I had been imagining this scenario for almost a decade and a half, ever since my parents told me it was likely my dad wasn’t actually my dad. I was 13 when they sat me down, facing me across a small kitchen table that felt like it spanned miles. They floundered with phrases like, “It doesn’t mean he loves you any less,” without explicitly getting to the point.
“So,” I remember asking with fear and childish impatience, “Dad’s not my dad?”
“He is,” Mum replied. And for a second my heart fluttered with hope. “But probably not in that way.’’
I felt as if the room was disintegrating around me. Her words hung in the air as I tried to make sense of the nonsensical. I sat mostly in silence. Mum did most of the talking.
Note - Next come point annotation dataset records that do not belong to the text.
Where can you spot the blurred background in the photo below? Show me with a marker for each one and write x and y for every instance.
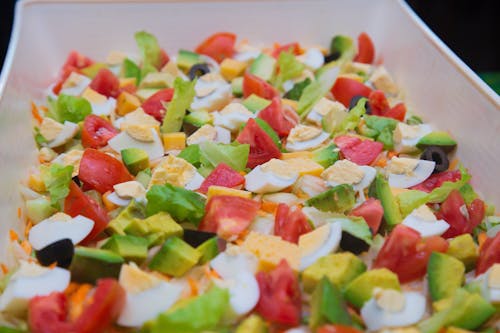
(470, 28)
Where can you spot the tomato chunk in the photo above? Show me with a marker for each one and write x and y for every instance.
(97, 132)
(218, 46)
(101, 171)
(280, 300)
(222, 175)
(228, 215)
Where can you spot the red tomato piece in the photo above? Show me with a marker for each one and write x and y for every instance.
(290, 223)
(153, 105)
(290, 47)
(222, 175)
(255, 85)
(47, 314)
(101, 171)
(366, 49)
(436, 180)
(97, 132)
(280, 299)
(78, 203)
(345, 89)
(262, 147)
(280, 119)
(489, 254)
(106, 83)
(218, 46)
(372, 211)
(107, 303)
(406, 254)
(228, 215)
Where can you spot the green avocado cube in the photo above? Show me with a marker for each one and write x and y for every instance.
(339, 268)
(129, 247)
(175, 257)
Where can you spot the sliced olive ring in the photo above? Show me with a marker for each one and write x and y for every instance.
(198, 70)
(438, 155)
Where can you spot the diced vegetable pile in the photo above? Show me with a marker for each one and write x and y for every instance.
(232, 188)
It was only the second time I’d ever seen my dad cry.
They had struggled to have children, she explained, so my parents made the choice to undergo IVF using both his sperm and sperm from an unidentifiable donor. (Just a few months after I was born, the legislation changed so that all UK sperm donors became traceable — timing that leaves me feeling somewhat hard done by.) But the use of two sets of sperm floated an inevitable possibility, a 50/50 chance that my dad could be my biological father. The hope almost made it more cruel.
That night, I fell asleep in my parents’ bed, sobbing occasionally between both of them, but mostly staring unblinking and glassy-eyed at their wedding photo hanging on the wall. Lying between them, I suddenly felt like the odd one out. At an age when I was just figuring out who I was, half of my identity had been torn away. And the family I belonged to didn’t take the shape I’d always thought it had.
I began to call my mum by her first name but continued to call Dad “dad.” It was a strange rebellion — an attempt to reclaim some familial connection with the father I’d believed to be mine.